A single integrated solution, Tingg offers simplified payment tools and processes for merchants to manage their payments.
As a result, businesses can allow their customers to make payments for goods and services using locally relevant payment options.
“In rolling out this digital payments platform, we are slowly removing the dependency on cash and POS terminals.
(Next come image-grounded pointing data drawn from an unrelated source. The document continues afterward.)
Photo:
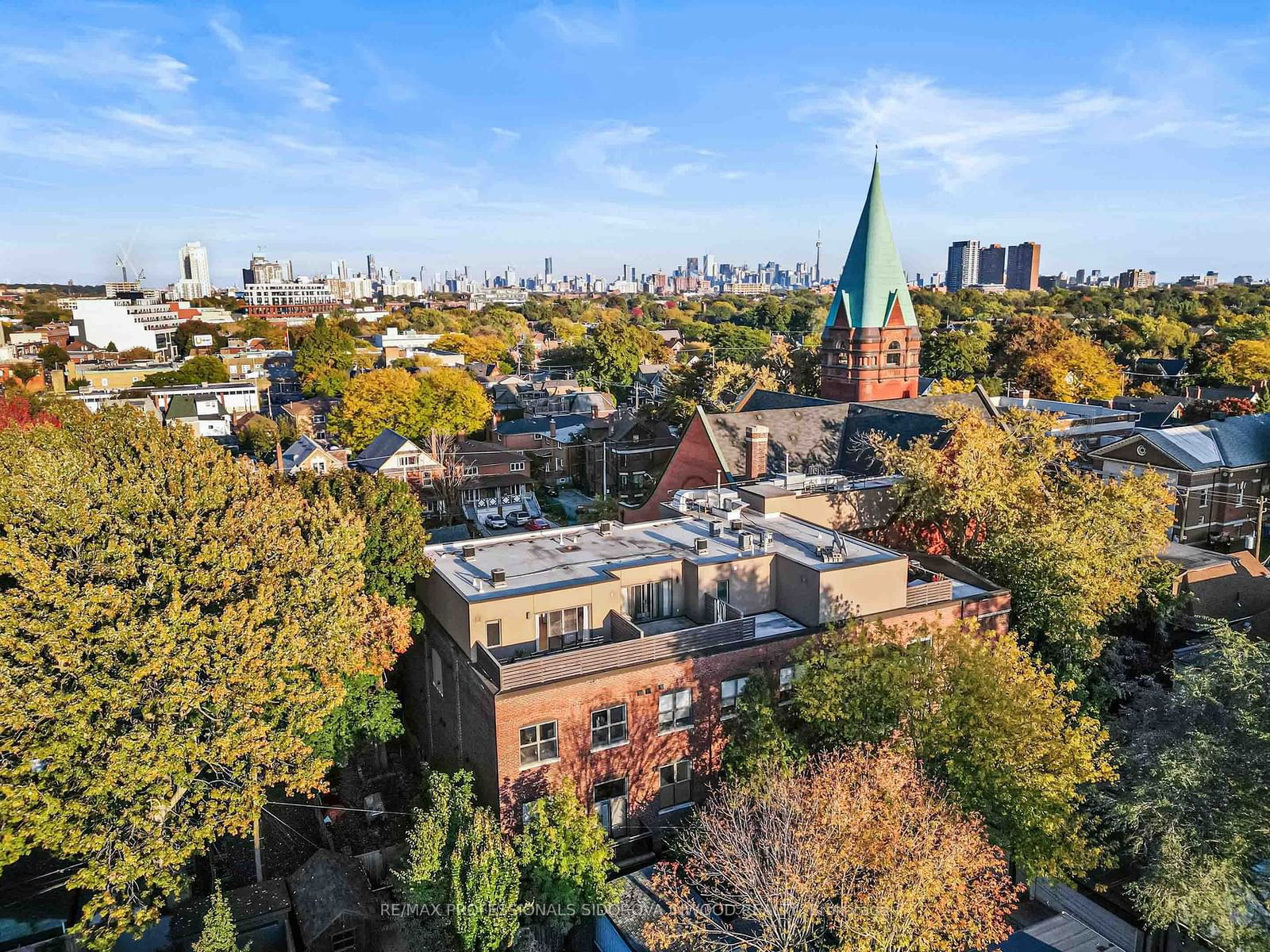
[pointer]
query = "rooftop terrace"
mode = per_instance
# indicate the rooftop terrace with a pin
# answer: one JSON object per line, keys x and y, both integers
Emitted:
{"x": 535, "y": 562}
Retailers can accept as many payment methods as possible whilst simplifying the collections and settlement processes.
“For retail customers, the solution provides a standard and unified payment experience regardless of the payment methods,” he adds.
More than 70 per cent of businesses in Africa are small or medium and remain a backbone for economic growth for many other African countries.
Yet, 90 per cent of these businesses collect payments in cash and lack digital payment options that cater to their customers.
Cellulant aims to leverage its digital payments platform to boost growth for the retail sector by making it easy for businesses to conveniently and affordably accept payments and address the complex needs for managing payments.
Furthermore, Cellulant head of brand Divine Muragijimana says digital payments pose the most significant opportunity to bring fundamental transformation for African economies at large.
Cellulant unveiled its brand identity and affirms its commitment to partner with global, regional and local businesses to accelerate payments digitisation across Africa.
Over the last couple of years, Cellulant has evolved to become more than just a business but an idea and belief that Africa should build the continent’s future.
It will continue to be shaped by a belief that the success of people and businesses in Africa is the foundation of transforming the continent.
This belief has seen Cellulant scale across multiple countries, evolve and innovate around the solutions offered to the market and build a great digital payments ecosystem serving millions of Africa.
“Refreshing our brand identity is both an acknowledgement of a new chapter as a business but also an affirmation that our mission and commitment to Africa still stands,” he says.
Cellulant is accelerating digital payments adoption by connecting digital money capabilities with the need for businesses to receive broader payment options and offer sophisticated payments experiences to their consumers.
On the other hand, the Common Market for Eastern and Southern Africa (COMESA) says digitalisation remains a core prerequisite for promoting trade and regional integration among member states in the era of COVID-19 pandemic.
This is especially where there is a greater call for improving regional supply chains in order to advance industrialisation and increase trade among COMESA member countries.
COMESA secretary general, Chileshe Kapwepwe highlights the emerging barriers on the free movement of people as it relates to COVID-19 pandemic, citing constraints affecting the industry competitiveness that needed to be addressed.
“These include inadequate infrastructure development; limited technical capacity of manufacturers and agro-industry players; limited access to finance by growth enterprises; and limited access to regional and global value chains by Small and Medium Enterprises (SMEs),” she says.
Ms Kapwepwe also recognises that CBC, working in collaboration with COMESA, has been at the forefront of the development of the regional guidelines on the movement of essential goods and services across the region during the COVID-19 period.
This underscores the importance for consistent involvement and advocacy of the private sector in policy making processes and public-private dialogue to address some of the notable challenges in regional trade.
As indicated above by industry experts, the advent of COVID-19 pandemic has shifted the way businesses transact with an increasing interest moving towards the use of digital payments.
The future for digital technologies is bright as more Fintech companies are likely to introduce more user friendly digital payment solutions for their consumers.